The port showed no sign of the construction bay in which the Fist had resided, just a sparse star field. Some of that movement they had felt earlier must have been the ship undocking and heading away from Moloch Three. This made no sense. The structures linking it to Porrit Town had looked solid and permanent, while the clamps and robot infrastructure about the vessel had not moved in an age.

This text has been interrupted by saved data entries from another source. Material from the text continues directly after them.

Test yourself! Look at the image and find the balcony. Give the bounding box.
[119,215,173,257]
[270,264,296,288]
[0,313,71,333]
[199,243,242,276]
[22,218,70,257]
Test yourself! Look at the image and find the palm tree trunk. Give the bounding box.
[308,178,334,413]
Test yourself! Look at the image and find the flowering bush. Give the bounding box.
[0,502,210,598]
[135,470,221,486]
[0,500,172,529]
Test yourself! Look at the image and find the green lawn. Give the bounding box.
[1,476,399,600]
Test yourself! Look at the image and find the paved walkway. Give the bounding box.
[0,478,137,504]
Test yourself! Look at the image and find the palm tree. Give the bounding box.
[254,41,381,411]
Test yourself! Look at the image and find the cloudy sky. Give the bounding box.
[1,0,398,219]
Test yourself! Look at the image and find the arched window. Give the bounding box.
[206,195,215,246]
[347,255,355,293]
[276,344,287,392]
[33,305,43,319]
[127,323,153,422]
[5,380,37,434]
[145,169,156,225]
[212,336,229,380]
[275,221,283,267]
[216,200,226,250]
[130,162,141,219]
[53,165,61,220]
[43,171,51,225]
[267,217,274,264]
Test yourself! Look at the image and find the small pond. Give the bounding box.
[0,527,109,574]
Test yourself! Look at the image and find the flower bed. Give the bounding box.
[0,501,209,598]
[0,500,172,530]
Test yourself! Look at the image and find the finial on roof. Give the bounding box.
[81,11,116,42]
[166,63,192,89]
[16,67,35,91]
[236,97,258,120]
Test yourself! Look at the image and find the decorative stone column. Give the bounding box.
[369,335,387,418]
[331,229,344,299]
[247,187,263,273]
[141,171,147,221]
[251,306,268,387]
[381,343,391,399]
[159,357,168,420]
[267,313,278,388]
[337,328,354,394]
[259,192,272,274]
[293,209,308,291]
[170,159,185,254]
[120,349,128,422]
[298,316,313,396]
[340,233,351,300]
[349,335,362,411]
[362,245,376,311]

‘Why would Ganzen do this?’ he wondered as he followed her.
‘I can think of no reason,’ she replied.
He considered what that might imply then, after struggling to call up aug menus, felt a lack of surprise to see that though the ship’s internal network still functioned, the blocking was down. Supposing his busted aug could manage it, he should now be able link to the network of Moloch Three, which in turn linked to the Polity – if Ganzen had not actually shut down the transceivers for that purpose. Labouring to open links he found the feeds spotty and slow, disappearing in migraine lights, but he could get through. Then someone got through to him.
>So you certainly stirred things up here.
He caught hold of Caster’s shoulder, pointed to his aug and included her.